State ex rel. Skyline Corporation v. Timothy L. Sweeney

Case No. 
13-0562
Opinion Date: 
1/29/2014
Opinion Author: 
Davis, C.J.
Decision 
Reversed
Vote: 
Unanimous
Facts 

In this case, the plaintiffs, Thomas and Lori Likens, purchased a manufactured home from the writ petitioner, Skyline. AAA Homes actually sold the home that had been manufactured by Skyline. Contending that the home was negligently designed and built, the Likenses sued AAA Homes and Skyline in Circuit Court in Pleasants County, West Virginia. The complaint included claims for breach of expressed and implied warranty, negligent design, negligent construction, breach of contract, destruction of property, and unjust enrichment. Critically, for purposes of this writ proceeding, the Likenses did not file an administrative complaint with the West Virginia Manufactured Housing Construction and Safety Board before filing their action in circuit court.

Issue 

Skyline and AAA Homes argued that West Virginia Code § 21-9-11a required the Likenses to first file an administrative complaint against Skyline and AAA Homes before they could proceed to a circuit court lawsuit.

Analysis 

This case presented a clear-cut question of law that the Supreme Court of Appeals determined was appropriate to resolve in an interlocutory proceeding. The circuit court had declined to find a filing of an administrative complaint with the Manufactured Housing Board to be mandatory, and the manufacturer and seller of the home sought relief from the decision in prohibition. The Court then examined West Virginia Code § 21-9-11a and relied heavily on the following statutory language for its decision:

“(b) Period of exclusive administrative remedy.No purchaser or owner of a manufactured home may file a civil action seeking monetary recovery or damages for claims related to or arising out of the manufacture, acquisition, sale or installation of the manufactured home until the expiration of ninety days after the consumer or owner has filed a written complaint with the board.

Opinion at 8.

According to the manufacturer and seller of the home, this language made the filing of an administrative remedy a mandatory prerequisite to a circuit court lawsuit. In the view of the petitioners, the phrasing of the requirement in this part of the statute indicates that until an administrative complaint has been filed, no circuit court lawsuit can be maintained.

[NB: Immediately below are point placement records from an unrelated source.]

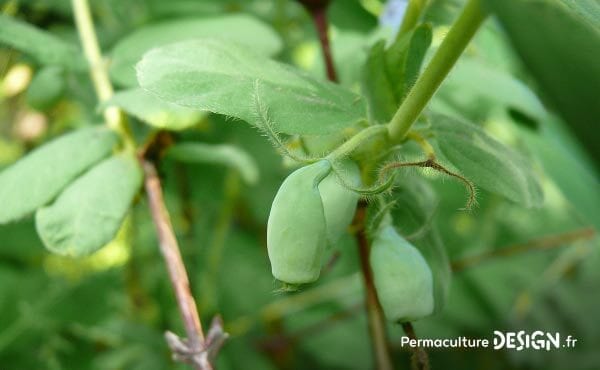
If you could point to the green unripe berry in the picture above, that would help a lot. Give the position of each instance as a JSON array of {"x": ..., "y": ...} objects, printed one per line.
[
  {"x": 403, "y": 279},
  {"x": 296, "y": 229},
  {"x": 339, "y": 202}
]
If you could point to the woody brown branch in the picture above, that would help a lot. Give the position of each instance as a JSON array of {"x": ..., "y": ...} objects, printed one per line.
[{"x": 546, "y": 242}]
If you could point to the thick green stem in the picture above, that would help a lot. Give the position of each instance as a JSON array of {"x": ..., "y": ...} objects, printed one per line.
[
  {"x": 461, "y": 32},
  {"x": 104, "y": 90}
]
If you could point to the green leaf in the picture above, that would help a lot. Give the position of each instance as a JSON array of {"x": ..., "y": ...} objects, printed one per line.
[
  {"x": 389, "y": 73},
  {"x": 558, "y": 42},
  {"x": 89, "y": 213},
  {"x": 222, "y": 154},
  {"x": 486, "y": 162},
  {"x": 228, "y": 79},
  {"x": 377, "y": 85},
  {"x": 37, "y": 178},
  {"x": 242, "y": 29},
  {"x": 46, "y": 87},
  {"x": 154, "y": 111},
  {"x": 41, "y": 45}
]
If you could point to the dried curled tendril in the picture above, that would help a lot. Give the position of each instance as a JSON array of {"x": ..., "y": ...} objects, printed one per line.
[{"x": 433, "y": 164}]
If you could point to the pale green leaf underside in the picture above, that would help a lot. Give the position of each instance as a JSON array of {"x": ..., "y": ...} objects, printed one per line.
[
  {"x": 36, "y": 179},
  {"x": 154, "y": 111},
  {"x": 39, "y": 44},
  {"x": 226, "y": 78},
  {"x": 486, "y": 162},
  {"x": 222, "y": 154},
  {"x": 89, "y": 213},
  {"x": 240, "y": 28}
]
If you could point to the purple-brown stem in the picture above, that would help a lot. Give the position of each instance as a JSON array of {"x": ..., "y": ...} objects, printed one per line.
[
  {"x": 318, "y": 12},
  {"x": 195, "y": 350},
  {"x": 375, "y": 316}
]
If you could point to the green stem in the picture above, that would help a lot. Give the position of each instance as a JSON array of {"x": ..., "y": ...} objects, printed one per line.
[
  {"x": 411, "y": 17},
  {"x": 104, "y": 90},
  {"x": 461, "y": 32},
  {"x": 355, "y": 141}
]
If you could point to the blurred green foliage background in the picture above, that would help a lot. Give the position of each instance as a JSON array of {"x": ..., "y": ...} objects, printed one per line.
[{"x": 110, "y": 310}]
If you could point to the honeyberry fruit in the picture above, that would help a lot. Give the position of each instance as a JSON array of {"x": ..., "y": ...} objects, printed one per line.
[
  {"x": 296, "y": 229},
  {"x": 339, "y": 202},
  {"x": 402, "y": 277}
]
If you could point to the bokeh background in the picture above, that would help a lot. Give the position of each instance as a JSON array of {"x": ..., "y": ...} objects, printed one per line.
[{"x": 110, "y": 310}]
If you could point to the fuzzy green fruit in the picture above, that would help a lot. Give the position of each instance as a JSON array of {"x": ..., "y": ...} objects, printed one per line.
[
  {"x": 403, "y": 279},
  {"x": 296, "y": 229},
  {"x": 339, "y": 202}
]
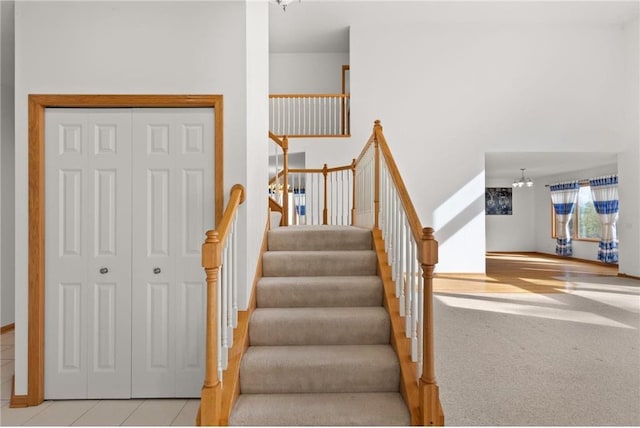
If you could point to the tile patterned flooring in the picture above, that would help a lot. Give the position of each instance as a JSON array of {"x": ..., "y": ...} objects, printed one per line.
[{"x": 160, "y": 412}]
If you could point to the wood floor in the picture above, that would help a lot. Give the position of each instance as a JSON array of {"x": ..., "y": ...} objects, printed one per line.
[{"x": 522, "y": 273}]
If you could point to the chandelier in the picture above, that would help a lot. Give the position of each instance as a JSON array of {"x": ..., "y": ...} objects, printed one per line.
[
  {"x": 521, "y": 182},
  {"x": 285, "y": 3}
]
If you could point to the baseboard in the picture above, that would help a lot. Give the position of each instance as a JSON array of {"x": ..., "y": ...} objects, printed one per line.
[
  {"x": 555, "y": 256},
  {"x": 7, "y": 328},
  {"x": 17, "y": 401}
]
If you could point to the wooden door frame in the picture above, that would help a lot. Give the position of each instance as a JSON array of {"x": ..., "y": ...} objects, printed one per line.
[{"x": 37, "y": 106}]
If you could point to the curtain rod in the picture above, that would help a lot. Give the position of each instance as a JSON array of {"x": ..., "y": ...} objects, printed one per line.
[{"x": 583, "y": 181}]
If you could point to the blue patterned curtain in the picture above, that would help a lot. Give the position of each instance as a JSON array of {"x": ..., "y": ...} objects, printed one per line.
[
  {"x": 604, "y": 191},
  {"x": 564, "y": 197}
]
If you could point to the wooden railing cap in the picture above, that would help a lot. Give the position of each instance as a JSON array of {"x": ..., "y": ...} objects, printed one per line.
[{"x": 243, "y": 192}]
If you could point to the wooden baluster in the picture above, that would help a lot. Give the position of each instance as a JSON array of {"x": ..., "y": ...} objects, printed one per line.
[
  {"x": 285, "y": 184},
  {"x": 376, "y": 195},
  {"x": 429, "y": 395},
  {"x": 211, "y": 393},
  {"x": 353, "y": 192},
  {"x": 324, "y": 210}
]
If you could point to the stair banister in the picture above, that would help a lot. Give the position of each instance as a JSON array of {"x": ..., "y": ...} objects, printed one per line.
[
  {"x": 412, "y": 253},
  {"x": 213, "y": 255}
]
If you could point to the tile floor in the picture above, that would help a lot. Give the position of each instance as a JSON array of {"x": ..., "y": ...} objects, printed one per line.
[{"x": 161, "y": 412}]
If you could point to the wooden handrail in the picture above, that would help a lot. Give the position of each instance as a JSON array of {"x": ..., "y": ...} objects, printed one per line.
[
  {"x": 212, "y": 248},
  {"x": 275, "y": 139},
  {"x": 412, "y": 216},
  {"x": 430, "y": 408},
  {"x": 309, "y": 96}
]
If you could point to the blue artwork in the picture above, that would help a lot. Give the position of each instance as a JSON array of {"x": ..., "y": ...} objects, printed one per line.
[{"x": 498, "y": 201}]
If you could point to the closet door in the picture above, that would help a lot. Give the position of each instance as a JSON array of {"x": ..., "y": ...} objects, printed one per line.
[
  {"x": 88, "y": 253},
  {"x": 172, "y": 206}
]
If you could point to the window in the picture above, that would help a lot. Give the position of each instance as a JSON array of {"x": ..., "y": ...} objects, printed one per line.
[{"x": 585, "y": 223}]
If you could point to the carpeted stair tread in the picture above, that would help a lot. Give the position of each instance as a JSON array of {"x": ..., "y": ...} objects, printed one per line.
[
  {"x": 319, "y": 351},
  {"x": 310, "y": 369},
  {"x": 315, "y": 238},
  {"x": 319, "y": 291},
  {"x": 337, "y": 409},
  {"x": 318, "y": 263},
  {"x": 319, "y": 326}
]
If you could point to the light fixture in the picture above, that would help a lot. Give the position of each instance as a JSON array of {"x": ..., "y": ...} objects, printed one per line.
[
  {"x": 285, "y": 3},
  {"x": 521, "y": 182}
]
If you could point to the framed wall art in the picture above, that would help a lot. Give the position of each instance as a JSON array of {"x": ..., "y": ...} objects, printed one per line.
[{"x": 498, "y": 201}]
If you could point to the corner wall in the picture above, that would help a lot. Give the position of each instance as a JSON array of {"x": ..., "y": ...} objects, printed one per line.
[
  {"x": 629, "y": 160},
  {"x": 7, "y": 259}
]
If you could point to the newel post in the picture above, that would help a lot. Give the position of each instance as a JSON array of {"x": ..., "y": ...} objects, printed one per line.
[
  {"x": 285, "y": 182},
  {"x": 353, "y": 194},
  {"x": 429, "y": 396},
  {"x": 377, "y": 129},
  {"x": 325, "y": 212},
  {"x": 210, "y": 405}
]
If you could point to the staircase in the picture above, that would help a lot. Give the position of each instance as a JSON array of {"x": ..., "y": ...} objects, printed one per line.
[{"x": 319, "y": 349}]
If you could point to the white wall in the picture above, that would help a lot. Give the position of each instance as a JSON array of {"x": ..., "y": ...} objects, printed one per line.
[
  {"x": 7, "y": 290},
  {"x": 449, "y": 92},
  {"x": 257, "y": 147},
  {"x": 544, "y": 243},
  {"x": 628, "y": 161},
  {"x": 514, "y": 232},
  {"x": 163, "y": 47},
  {"x": 306, "y": 73}
]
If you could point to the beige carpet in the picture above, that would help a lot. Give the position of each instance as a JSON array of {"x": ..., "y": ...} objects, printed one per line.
[
  {"x": 319, "y": 349},
  {"x": 567, "y": 359}
]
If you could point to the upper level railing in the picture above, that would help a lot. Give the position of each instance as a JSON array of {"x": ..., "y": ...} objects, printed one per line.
[
  {"x": 312, "y": 196},
  {"x": 219, "y": 256},
  {"x": 310, "y": 115}
]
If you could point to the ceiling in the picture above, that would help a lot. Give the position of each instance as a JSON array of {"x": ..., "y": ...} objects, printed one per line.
[
  {"x": 322, "y": 26},
  {"x": 507, "y": 165}
]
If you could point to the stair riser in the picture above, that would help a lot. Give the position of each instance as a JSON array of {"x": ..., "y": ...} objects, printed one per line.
[
  {"x": 319, "y": 292},
  {"x": 381, "y": 409},
  {"x": 352, "y": 326},
  {"x": 312, "y": 263},
  {"x": 314, "y": 373},
  {"x": 319, "y": 238}
]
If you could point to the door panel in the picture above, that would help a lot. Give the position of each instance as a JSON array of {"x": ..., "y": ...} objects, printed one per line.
[
  {"x": 174, "y": 168},
  {"x": 88, "y": 334},
  {"x": 129, "y": 198},
  {"x": 109, "y": 265}
]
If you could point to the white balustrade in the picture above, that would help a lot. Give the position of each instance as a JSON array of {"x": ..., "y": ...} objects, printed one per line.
[
  {"x": 309, "y": 115},
  {"x": 400, "y": 244},
  {"x": 227, "y": 288}
]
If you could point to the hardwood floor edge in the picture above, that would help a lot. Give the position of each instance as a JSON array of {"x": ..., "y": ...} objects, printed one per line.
[
  {"x": 401, "y": 345},
  {"x": 624, "y": 275},
  {"x": 17, "y": 401},
  {"x": 7, "y": 328}
]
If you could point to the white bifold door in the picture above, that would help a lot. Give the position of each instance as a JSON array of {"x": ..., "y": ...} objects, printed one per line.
[{"x": 129, "y": 197}]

The Likenses took the opposite view and suggested that the filing of the administrative complaint was optional and that it was only if (meaning: in the circumstance that), an administrative complaint was filed, that the ninety day period of exclusivity applied at all.

The Supreme Court of Appeals agreed wholeheartedly with the position of the manufacturer and seller of the home at issue. The Court indicated that § 21-9-11a was “clear and unambiguous” and, therefore, merely had to be applied, as opposed to construed.  Opinion at 9-10. The holding does not necessarily gain a great deal for the petitioners, inasmuch as the Court makes it clear that once the ninety days have passed after the filing of the administrative complaint, the owner is then entitled to pursue the claims in a civil action. Moreover, the Court specified an exception to the exclusivity of the administrative remedy, even during the ninety-day period, by indicating that a contention on the part of the purchaser or owner of the manufactured home that they are seeking equitable relief “to prevent or address an immediate risk of personal injury or property damage” is excused from the administrative filing requirement and may pursue their cause of action immediately in circuit court. Id. at 12.

Commentary 

This case, while fairly clear-cut given the legislative language cited by the Court, and low impact in light of the limited exclusivity available under the Court’s interpretation of the Act, is nonetheless an example of a major trend in how lawsuits are defended in West Virginia and nationwide. Increasingly, defendants in cases of product liability, negligence, consumer fraud and other areas of traditional tort liability, are turning to the government’s regulating bodies for whatever the subject matter of the lawsuit might be and contending that rather than protecting the public from negligently manufactured homes, dangerous drugs, environmental degradation, usurious interest rates or consumer fraud, what those regulating bodies actually protect is the regulated parties themselves. In a case such as the Likenses’ where a mere stay of the claim is involved, the doctrine does not have very much effect on the substantive rights of the citizens. But where courts go further and determine that the jurisdiction of a government agency is exclusive or preemptive, vis-à-vis the power of the circuit court, the result can be that a statute passed by the legislature and signed by the Governor in order to protect the public, in fact, does just the opposite, taking away the citizens’ right to sue in court and pursue their remedies before an impartial jury and a duly elected judge.